Competing notions of accountability and justice

Failure to act would constitute a missed opportunity to respond to skeptics who point out the growing gulf between what they may portray as aspirational talk about accountability and contrasting realities on the ground. This would be a pity. The Report is an excellent example of work by a group of experts who have cared to listen, taking a context-sensitive approach to do justice to a complex post-conflict situation.

The Report provides an opportunity to tackle two worrying developments in the field of post-conflict justice. States find it increasingly difficult to ignore or even refuse outright to acknowledge international standards, which require them to investigate violations and provide reparation for violations. Instead, states are all too eager to embrace a notion of reconciliation that excludes accountability. These developments are basically modelled on South Africa’s responses to Apartheid, which are frequently taken out of their context and stripped of their victim-centred, truth-seeking approach. In this perverted top-down version of “transitional justice” by those still in power, reconciliation effectively means blaming former enemies or performing officially endorsed rituals. Reparation becomes a repackaging exercise of measures that authorities would have had to take in any case, such as development and reconstruction.

The Report did not mince its words to dismiss the Government of Sri Lanka’s approach to a ‘state-sponsored’ transition, which by its very nature appears a contradiction in terms. The Panel criticised Sri Lanka’s ‘Lessons Learnt and Reconciliation Commission’, stating that “the suggestion that there is a choice between ‘restorative’ and ‘retributive’ justice is based upon a false dichotomy” and that it “… is simply not accurate [to equate criminal justice with retributive justice].” In addition, “[t]he Sri Lankan Government should use reparations as a demonstration of genuine acknowledgement of violations and as redress for victims, not as a cover-up for accountability.” And, finally, “[u]nless the Government of Sri Lanka takes significant steps to open greater political spaces, allow for free debate and permit independent efforts to document the truth of what happened during the final stages of the war, not even the best-conceived transitional justice approach will be able to make an effective contribution to accountability and respect for the rights of victims.

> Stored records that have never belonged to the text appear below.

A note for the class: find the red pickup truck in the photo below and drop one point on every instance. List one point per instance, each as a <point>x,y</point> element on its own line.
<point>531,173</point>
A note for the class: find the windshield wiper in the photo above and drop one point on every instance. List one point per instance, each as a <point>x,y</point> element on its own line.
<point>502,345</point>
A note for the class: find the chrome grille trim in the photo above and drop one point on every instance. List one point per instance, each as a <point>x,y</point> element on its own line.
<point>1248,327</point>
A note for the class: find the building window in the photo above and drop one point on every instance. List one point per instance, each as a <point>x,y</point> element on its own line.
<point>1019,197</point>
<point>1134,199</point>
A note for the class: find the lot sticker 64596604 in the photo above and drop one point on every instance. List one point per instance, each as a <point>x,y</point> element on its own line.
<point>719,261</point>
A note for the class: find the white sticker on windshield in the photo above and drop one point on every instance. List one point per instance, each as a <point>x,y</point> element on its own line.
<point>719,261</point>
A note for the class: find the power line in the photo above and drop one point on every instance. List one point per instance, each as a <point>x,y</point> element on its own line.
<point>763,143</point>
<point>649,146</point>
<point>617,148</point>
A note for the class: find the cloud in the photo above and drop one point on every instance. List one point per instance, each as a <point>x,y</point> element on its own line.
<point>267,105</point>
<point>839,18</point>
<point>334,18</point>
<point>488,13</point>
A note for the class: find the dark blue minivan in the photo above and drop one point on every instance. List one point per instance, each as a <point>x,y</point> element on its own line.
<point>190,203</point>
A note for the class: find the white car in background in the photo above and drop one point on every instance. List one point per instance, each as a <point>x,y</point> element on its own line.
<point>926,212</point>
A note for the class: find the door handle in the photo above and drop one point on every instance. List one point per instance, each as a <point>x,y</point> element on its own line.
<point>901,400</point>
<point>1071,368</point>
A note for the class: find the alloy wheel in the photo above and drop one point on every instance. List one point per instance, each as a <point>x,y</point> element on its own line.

The Panel’s recommendations provide a good starting point if not blueprint for what should be done to free Sri Lanka from its cycle of violence – it is very clear that a peace at the expense of accountability, coupled with what the Report identifies as “triumphalism…on-going exclusionary politics… [and] the continuation of wartime measures” is the very opposite of what is needed.

One of the first casualties of the war was the truth. Journalist were not allowed to enter the war zone and Sri Lankan journalists were targeted for speaking out – the killing of Lasantha Wickramatunga in January 2009 who had predicted his own assassination a few days earlier, was the most poignant illustration of the nature of this assault. Truth about violations is not an abstract notion in Sri Lanka. Rather, it is a suppressed memory of harm done and pain and suffering caused. Acknowledgment and truth, including a frank discussion of the root causes of conflict and violations, are imperative not only for the victims of the final stages of the conflict: it is also vital for many other victims of violations committed over the last decades and for Sri Lankan society as a whole, if there is any hope of overcoming deeply entrenched collective trauma. Indeed, the history of shared suffering may, if acknowledged and acted upon, be a unifying force that generates the impetus for doing things differently.